Pork Roast with Sweet Potatoes

This is such a great slow cooker recipe, traditional with a unique twist to keep it interesting.  It's also a great dish to serve to company.  Since it's thrown in the crock pot in the morning, all you'll need to do while the guests are there is throw together a salad to serve on the side.  Better yet, put those guests to work and get everyone chopping in the kitchen! :)
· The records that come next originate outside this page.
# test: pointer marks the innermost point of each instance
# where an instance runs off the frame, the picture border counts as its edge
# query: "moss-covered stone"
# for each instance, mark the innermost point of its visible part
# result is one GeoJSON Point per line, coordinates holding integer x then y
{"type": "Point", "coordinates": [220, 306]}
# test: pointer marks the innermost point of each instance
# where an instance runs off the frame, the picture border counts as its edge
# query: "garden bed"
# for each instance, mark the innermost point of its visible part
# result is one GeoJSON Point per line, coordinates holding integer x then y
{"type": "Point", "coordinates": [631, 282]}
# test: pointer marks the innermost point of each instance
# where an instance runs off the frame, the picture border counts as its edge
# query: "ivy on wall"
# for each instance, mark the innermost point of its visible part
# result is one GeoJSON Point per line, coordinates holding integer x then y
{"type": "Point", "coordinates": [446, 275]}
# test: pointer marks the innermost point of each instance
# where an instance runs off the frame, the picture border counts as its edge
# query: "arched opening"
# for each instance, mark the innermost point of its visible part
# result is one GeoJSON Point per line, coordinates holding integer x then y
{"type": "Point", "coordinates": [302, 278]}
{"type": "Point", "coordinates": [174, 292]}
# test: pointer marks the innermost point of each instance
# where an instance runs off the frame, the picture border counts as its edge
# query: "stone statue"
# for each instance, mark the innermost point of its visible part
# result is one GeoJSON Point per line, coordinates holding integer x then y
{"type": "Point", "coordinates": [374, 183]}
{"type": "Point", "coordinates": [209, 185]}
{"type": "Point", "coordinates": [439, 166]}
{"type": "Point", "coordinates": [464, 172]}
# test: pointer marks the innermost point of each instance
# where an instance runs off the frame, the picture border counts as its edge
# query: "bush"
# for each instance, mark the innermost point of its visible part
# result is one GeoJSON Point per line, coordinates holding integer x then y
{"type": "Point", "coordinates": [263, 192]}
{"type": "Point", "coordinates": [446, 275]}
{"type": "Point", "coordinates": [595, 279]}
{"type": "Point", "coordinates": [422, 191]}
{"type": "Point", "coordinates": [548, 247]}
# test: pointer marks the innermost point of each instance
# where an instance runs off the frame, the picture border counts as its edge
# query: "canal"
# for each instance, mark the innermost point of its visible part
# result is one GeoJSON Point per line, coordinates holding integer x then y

This recipe was adapted from one in  Not Your Mother's Slow Cooker: Family Favorites which is one of my all-time favorite cook books because everything is delicious and nothing comes out of a can.  Don't skimp on the candied ginger in this dish, it really takes this dish to the next level.  You might also want a loaf of nice crusty bread to soak up all the yummy juices!

Slow Cooker Garlic Pork Roast and Sweet Potatoes

2-3 large sweet potatoes, peeled and cut into chunks
3 med. carrots, cut into chunks
3 small sweet onions, quartered
1 3-4 lb. pork loin roast, trimmed of fat and tied with twine
1 tsp. dried oregano or marjoram
1/4 tsp. garlic powder
salt and pepper to taste
1/2 c. apple cider or apple juice
1/4 c. chicken broth
3 Tbsp. brown sugar
2 Tbsp. chopped crystallized ginger

Coat the inside of your slow cooker with cooking spray and add the vegetables.   Rub the roast with oregano, garlic powder, salt and pepper.  Nestle it down into the veggies.  Combine all remaining ingredients except ginger and pour over the roast.  Sprinkle the ginger on top.  Cover and cook on low 8-9 hours or high 4-5 hours. 

Transfer the roast to a platter and cover with aluminum foil.  Let stand for 10 mins to let the juices settle.  Remove the twine and carve the roast into thick slices.  Serve with vegetables and juices from the crock.